The memo didn't mean that Katzenbach believed there was a conspiracy that had to be covered up. It meant that many--going by the first-day evidence and no evidence of other suspects appearing over the weekend--genuinely believed by late Sunday that Oswald was the lone assassin.
You can't really be that gullible. No one could've possibly known for certain within 48 hours of the assassination that no one else was involved.
The Katzenbach memo and all other actions taken by the Johnson administration were due to politics and national security concerns, not a good faith effort to find all the facts about what led up to JFKs murder.
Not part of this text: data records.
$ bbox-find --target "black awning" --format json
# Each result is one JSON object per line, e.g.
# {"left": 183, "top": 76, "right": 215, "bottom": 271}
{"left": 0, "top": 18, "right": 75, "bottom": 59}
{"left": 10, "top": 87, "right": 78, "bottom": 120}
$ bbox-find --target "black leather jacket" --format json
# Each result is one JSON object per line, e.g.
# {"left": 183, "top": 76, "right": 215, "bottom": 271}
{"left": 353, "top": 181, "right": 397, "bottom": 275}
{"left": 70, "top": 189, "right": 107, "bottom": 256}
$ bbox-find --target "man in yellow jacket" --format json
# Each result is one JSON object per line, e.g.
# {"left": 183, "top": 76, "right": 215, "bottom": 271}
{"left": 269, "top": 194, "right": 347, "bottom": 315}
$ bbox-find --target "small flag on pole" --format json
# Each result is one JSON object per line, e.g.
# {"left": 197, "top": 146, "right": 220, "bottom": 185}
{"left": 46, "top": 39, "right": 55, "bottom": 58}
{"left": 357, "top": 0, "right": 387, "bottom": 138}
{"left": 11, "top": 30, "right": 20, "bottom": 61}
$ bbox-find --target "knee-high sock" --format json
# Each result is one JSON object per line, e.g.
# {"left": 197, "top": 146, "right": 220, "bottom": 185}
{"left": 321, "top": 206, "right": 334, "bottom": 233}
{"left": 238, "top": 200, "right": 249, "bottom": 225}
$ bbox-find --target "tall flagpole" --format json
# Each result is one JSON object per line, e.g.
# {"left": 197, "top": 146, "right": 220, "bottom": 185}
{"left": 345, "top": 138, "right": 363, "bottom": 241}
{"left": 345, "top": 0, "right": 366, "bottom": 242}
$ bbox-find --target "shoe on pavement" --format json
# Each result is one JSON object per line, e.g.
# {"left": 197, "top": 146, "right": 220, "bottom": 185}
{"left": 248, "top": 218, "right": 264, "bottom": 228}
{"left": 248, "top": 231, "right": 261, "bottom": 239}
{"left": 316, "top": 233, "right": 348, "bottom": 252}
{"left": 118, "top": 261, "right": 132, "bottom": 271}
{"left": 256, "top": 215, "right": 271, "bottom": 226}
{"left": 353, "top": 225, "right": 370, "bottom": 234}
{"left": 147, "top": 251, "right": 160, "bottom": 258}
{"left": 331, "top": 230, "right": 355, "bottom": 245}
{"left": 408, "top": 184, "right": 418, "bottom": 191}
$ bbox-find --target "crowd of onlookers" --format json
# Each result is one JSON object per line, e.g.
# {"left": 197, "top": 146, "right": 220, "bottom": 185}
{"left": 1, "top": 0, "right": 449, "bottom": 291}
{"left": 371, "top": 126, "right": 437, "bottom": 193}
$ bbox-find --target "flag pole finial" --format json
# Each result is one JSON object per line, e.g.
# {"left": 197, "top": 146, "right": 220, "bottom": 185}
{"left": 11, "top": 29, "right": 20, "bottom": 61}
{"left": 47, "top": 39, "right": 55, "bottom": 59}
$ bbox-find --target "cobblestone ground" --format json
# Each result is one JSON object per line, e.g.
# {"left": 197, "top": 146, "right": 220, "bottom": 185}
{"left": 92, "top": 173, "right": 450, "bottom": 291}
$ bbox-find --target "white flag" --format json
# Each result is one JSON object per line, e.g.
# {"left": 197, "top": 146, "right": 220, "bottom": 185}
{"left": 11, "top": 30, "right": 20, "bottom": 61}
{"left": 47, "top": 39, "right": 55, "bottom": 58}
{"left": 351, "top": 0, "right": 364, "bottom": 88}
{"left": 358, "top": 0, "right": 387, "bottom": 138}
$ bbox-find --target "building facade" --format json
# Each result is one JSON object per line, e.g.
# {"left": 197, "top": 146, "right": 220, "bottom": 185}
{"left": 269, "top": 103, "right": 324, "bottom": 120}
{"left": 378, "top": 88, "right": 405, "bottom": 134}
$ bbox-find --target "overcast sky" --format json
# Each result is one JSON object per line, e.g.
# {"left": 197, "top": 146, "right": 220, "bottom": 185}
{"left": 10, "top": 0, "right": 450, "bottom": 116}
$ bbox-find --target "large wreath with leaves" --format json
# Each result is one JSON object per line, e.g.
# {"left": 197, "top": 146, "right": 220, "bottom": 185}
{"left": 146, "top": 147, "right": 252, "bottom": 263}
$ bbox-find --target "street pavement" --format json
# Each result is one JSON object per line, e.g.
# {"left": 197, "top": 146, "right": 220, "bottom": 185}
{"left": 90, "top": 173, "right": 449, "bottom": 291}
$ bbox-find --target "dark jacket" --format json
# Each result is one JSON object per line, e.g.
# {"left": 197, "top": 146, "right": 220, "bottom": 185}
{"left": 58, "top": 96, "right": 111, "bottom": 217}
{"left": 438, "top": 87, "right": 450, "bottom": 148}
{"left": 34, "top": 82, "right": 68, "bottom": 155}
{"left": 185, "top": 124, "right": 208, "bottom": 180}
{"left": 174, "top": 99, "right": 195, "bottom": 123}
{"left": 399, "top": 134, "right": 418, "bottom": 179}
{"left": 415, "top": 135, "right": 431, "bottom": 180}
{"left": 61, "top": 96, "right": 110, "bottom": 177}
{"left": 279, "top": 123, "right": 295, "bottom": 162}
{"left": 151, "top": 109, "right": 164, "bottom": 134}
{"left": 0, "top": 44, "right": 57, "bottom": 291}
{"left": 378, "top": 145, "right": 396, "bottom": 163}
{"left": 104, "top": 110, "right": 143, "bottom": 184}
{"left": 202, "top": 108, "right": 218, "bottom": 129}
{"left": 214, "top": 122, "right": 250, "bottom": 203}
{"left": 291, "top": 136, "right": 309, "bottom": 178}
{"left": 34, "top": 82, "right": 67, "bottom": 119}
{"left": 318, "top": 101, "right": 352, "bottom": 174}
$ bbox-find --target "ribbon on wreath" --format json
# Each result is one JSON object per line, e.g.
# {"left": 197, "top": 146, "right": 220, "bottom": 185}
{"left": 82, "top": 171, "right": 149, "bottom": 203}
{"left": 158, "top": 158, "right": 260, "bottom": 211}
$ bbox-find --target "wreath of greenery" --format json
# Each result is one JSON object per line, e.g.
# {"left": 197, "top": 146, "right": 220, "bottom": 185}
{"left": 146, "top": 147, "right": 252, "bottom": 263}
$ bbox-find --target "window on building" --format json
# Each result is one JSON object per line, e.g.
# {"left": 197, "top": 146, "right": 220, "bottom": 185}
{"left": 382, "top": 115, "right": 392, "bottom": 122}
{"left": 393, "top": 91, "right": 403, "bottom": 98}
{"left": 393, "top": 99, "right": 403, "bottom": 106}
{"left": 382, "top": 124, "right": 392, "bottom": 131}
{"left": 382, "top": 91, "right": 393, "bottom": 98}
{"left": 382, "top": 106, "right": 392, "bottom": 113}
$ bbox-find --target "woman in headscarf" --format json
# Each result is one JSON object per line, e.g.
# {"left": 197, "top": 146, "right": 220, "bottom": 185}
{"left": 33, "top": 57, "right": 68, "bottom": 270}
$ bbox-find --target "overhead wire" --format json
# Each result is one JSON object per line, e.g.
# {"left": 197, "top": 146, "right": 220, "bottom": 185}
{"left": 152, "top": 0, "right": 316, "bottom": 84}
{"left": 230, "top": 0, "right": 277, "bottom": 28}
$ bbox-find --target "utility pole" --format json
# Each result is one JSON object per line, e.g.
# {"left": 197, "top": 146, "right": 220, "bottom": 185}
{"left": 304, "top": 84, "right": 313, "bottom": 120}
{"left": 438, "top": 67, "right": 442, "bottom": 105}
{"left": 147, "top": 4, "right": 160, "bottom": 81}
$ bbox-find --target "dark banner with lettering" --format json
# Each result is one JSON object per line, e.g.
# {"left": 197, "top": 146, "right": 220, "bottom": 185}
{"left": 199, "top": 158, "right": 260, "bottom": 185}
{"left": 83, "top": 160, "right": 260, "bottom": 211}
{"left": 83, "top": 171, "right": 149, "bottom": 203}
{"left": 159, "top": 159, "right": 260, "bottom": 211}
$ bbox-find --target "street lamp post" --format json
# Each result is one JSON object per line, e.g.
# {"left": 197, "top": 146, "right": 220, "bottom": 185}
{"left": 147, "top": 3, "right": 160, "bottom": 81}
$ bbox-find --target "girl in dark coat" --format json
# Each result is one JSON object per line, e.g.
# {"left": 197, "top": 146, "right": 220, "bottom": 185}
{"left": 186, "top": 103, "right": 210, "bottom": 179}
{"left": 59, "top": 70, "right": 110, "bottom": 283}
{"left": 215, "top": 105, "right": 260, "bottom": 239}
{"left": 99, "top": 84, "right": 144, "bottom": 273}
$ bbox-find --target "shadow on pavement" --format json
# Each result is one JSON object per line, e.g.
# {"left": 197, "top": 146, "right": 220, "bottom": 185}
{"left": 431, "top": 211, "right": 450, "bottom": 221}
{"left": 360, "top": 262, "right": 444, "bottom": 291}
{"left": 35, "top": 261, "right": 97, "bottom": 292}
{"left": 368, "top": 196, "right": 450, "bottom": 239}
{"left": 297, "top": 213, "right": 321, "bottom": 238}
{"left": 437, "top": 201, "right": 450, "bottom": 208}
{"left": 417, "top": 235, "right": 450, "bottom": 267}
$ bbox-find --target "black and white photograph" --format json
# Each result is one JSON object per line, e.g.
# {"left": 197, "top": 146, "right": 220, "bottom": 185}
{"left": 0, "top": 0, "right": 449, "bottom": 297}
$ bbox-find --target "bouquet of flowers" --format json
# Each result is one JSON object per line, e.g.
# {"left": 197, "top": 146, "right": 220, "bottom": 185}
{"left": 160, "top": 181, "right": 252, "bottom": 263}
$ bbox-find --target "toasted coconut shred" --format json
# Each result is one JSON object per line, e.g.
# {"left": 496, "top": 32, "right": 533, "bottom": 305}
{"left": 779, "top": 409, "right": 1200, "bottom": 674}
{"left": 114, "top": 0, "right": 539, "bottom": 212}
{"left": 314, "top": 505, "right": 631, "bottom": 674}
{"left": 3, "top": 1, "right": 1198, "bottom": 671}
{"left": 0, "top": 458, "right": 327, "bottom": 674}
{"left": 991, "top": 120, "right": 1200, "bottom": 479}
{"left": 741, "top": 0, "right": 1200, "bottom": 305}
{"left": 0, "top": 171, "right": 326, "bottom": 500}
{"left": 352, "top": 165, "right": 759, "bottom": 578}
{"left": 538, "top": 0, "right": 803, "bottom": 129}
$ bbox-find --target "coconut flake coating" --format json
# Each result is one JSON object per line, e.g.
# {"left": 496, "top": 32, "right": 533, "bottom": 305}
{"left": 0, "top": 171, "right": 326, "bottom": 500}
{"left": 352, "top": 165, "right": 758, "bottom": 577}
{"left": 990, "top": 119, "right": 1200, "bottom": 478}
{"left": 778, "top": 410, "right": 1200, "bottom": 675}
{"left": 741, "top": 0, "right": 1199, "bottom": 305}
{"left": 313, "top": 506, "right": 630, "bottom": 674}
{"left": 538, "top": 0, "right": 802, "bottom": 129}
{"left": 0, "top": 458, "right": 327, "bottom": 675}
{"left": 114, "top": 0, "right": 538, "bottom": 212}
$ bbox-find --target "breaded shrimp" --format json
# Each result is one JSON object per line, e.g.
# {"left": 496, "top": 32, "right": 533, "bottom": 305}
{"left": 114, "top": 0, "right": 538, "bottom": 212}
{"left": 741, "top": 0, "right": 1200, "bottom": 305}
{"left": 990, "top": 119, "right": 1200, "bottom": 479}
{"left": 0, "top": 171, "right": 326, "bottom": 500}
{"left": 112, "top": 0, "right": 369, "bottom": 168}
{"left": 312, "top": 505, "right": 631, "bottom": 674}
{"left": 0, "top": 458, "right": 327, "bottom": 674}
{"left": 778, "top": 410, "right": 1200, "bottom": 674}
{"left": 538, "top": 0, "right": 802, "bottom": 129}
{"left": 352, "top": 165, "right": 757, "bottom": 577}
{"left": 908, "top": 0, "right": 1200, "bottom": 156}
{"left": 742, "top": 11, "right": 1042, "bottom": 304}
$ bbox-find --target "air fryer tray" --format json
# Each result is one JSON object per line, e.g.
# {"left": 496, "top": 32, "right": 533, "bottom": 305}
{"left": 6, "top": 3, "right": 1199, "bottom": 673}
The memo basically admits that Oswald's background is suspicious and invites conspiracy speculation. Duh.
Assuming that Katzenbach, Johnson, and other insiders knew about Oswald's trip to Mexico City weeks before the assassination, I don't buy that he was totally convinced that Oswald acted alone so soon after 11/22/63.
Even if Katzenbach assumed that all the shots were fired by Oswald only, it couldn't be ruled out within 48 hours that a guy who lived in the USSR and had recently traveled to the Cuban and Soviet embassies in Mexico had no accomplices.
Katzenbach, Johnson, and others were concerned about the politics, not the truth. This is confirmed by Johnson admitting years later that he didn't believe Oswald acted alone:
"Johnson expressed his belief that the assassination in Dallas had been part of a conspiracy. “I never believed that Oswald acted alone, although I can accept that he pulled the trigger.” Johnson said that when he had taken office he found that “we had been operating a damned Murder Inc. in the Caribbean.” A year or so before Kennedy’s death a CIA-backed assassination team had been picked up in Havana. Johnson speculated that Dallas had been a retaliation for this thwarted attempt, although he couldn’t prove it".https://www.theatlantic.com/magazine/archive/2013/08/lbj-oswald-wasnt-alone/309486/RFK, Gerald Ford, and Nixon all expressed similar sentiments in private. Johnson was the only one to say it publicly.
Then the Warren Commission followed the evidence that led them to the ingenious Single Bullet Theory (or Fact). Critics are jealous because they have nothing as clever (yet Occam's razoresque) and scientifically-sound that "solves" the assassination. Their lamebrain theories and goofball trajectory gyrations will always come up short.
There has never been a bullet in history that did what CE399 did and came out looking as clean.